Le Bureau a reçu 233 allégations de meurtres de défenseurs des droits de l'homme. Dans 105 cas, il y a eu un lien vérifié entre leur mort et leur travail de défense des droits fondamentaux, et 128 cas n'ont pas été concluants. Parmi les cas vérifiés, 14 étaient des femmes, 87 des hommes, une personne non binaire, deux hommes homosexuels et une femme transgenre.

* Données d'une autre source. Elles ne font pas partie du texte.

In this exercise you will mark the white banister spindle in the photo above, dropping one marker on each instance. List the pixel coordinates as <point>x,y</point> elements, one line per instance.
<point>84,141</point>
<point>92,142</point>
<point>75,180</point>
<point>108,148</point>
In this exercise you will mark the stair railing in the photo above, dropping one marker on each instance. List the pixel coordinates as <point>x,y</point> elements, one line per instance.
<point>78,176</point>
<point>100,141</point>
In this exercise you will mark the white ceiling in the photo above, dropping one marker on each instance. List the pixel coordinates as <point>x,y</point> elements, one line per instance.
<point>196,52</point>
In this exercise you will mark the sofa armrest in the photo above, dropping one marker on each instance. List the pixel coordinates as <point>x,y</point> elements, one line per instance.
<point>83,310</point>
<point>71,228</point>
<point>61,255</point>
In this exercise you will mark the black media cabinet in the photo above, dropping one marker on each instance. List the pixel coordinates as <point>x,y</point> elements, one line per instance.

Violences commises par les forces de l'ordre

Le Bureau a reçu 37 allégations de privations arbitraires de la vie qui auraient été commises par des membres de la police et des forces militaires, dont 30 ont été vérifiées et 7 sont encore en cours de vérification.

Le Bureau a également reçu 36 allégations d'autres violations présumées des droits de l'homme par des membres des forces de sécurité, dont 18 ont été vérifiées.

Recommandations

Dans son rapport, le Haut Commissaire fait une série de recommandations, parmi lesquelles celle de tout mettre en œuvre pour déployer une présence globale dans les points stratégiques du pays afin de récupérer et d'étendre le contrôle territorial de l'Etat face aux actions des groupes armés non étatiques et des organisations criminelles.

Elle recommande également de renforcer les capacités institutionnelles afin d'améliorer la protection de la population civile dans les territoires.